Posted Feb 9, 2007 2:49 UTC (Fri) by cjb (guest, #40354) [Link]

I'm genuinely interested. I still don't understand how the GPLv3 can allow the OLPC to use DRM and at the same time prevent Tivo from abusing it.
So, my understanding is that the GPLv3's answer to DRM is to say "Sure, you can build DRM -- after all, you wouldn't have freedom if you couldn't -- but you must give the person who you distribute the code to the freedom to remove the DRM if they wish". That's what Bitfrost tries to do.

How do you think TiVo would claim to be following that, yet abusing it? The methods you mentioned (waiting too long, or charging too much) just aren't ones that we've seen people abuse over the last twenty years; I can't think of a single memorable example of either, so it certainly hasn't been common. If they *do* provide the source+key that gives you full control of the system in a timely manner, then it's Free Software.

Bitfrost: the OLPC security model

Posted Feb 9, 2007 11:56 UTC (Fri) by NAR (subscriber, #1313) [Link]

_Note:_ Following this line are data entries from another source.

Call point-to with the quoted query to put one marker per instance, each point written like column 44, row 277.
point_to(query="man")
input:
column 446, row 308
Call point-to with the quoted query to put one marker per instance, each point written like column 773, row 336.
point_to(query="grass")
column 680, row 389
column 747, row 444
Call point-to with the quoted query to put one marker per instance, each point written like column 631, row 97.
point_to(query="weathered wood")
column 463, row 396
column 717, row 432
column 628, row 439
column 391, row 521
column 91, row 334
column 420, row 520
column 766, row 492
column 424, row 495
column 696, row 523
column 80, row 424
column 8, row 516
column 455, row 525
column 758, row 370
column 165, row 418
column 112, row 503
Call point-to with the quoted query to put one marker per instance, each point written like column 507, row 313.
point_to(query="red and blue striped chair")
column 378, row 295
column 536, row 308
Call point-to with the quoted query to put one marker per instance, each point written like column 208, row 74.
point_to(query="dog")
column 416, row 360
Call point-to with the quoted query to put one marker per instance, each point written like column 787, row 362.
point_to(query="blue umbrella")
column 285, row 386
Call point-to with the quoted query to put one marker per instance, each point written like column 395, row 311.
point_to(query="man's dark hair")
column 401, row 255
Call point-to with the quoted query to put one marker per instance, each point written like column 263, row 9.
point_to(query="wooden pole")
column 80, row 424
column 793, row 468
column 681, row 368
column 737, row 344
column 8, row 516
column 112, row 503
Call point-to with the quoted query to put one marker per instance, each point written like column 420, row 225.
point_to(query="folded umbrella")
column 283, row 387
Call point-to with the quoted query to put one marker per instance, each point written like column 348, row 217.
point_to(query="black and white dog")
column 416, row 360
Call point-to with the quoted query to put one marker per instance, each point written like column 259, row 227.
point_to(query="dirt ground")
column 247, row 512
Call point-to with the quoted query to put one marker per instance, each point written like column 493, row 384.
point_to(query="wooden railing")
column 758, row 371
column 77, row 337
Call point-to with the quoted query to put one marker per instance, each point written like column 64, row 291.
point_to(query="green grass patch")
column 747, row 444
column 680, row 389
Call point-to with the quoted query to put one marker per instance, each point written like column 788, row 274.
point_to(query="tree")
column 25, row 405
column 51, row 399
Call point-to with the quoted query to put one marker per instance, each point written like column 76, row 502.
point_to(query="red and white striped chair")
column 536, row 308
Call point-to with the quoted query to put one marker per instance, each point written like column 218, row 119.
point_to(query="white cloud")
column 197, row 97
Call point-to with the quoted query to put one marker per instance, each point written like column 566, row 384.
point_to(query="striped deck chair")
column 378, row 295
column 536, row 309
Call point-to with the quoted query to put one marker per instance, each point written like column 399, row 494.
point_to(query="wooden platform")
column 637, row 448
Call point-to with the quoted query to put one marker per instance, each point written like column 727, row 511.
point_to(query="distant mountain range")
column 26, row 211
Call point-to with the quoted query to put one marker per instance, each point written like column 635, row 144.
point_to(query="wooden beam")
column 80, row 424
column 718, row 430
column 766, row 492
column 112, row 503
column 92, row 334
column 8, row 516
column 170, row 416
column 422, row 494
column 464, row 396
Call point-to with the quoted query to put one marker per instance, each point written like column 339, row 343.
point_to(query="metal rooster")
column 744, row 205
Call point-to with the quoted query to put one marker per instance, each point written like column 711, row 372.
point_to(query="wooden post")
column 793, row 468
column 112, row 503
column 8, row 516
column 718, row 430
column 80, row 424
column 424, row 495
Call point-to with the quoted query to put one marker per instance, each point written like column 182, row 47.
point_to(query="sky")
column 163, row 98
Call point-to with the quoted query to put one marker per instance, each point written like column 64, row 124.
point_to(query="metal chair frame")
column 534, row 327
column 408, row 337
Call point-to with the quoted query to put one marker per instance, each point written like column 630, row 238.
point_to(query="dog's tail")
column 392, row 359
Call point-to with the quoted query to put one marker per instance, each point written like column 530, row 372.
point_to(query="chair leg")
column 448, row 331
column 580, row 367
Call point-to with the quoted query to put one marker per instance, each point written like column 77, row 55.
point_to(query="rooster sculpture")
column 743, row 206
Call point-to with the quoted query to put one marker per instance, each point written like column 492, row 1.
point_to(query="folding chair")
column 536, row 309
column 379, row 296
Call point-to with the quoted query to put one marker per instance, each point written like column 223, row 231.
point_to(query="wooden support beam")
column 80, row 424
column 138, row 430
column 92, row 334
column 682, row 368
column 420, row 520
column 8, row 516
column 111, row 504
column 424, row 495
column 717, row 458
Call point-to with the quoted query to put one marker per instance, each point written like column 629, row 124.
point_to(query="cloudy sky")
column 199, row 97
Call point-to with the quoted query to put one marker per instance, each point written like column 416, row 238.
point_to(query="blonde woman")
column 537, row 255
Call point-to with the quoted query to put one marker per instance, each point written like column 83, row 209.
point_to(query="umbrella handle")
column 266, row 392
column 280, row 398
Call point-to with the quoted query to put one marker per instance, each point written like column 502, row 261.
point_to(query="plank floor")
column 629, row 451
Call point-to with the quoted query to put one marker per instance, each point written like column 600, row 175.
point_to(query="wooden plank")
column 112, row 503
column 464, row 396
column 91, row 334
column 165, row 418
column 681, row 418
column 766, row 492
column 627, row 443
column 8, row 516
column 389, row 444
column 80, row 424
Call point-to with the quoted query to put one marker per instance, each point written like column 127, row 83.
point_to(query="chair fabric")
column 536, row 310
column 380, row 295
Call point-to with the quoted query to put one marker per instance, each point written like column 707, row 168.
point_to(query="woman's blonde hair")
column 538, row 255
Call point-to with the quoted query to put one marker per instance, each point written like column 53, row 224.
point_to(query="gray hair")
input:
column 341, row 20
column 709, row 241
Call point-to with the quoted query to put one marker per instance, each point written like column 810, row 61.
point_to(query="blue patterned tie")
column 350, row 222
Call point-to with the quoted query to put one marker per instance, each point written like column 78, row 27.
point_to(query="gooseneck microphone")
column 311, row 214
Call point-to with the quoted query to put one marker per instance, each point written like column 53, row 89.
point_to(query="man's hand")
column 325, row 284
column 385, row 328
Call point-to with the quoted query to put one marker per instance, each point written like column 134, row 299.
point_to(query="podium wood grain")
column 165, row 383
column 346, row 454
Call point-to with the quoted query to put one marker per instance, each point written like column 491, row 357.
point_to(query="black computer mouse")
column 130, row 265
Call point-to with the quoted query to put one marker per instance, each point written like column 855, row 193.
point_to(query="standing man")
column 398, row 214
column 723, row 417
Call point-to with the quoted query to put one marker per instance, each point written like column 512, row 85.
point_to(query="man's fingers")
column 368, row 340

you must give the person who you distribute the code to the freedom to remove the DRM if they wish

I think I get it - the code is distributed to the child, but not to the thief, so the thief can't ask for the key. However, an other thing occured to me. As far as I know, the children can't sell or give away their laptops, i.e. can't distribute it (I could be wrong here). Can they distribute the software (including the OpenBIOS) on the laptop? GPL (even v2) gives them the right, but will the software work on any other laptop (even if they distribute the key, which is part of the software under GPLv3)?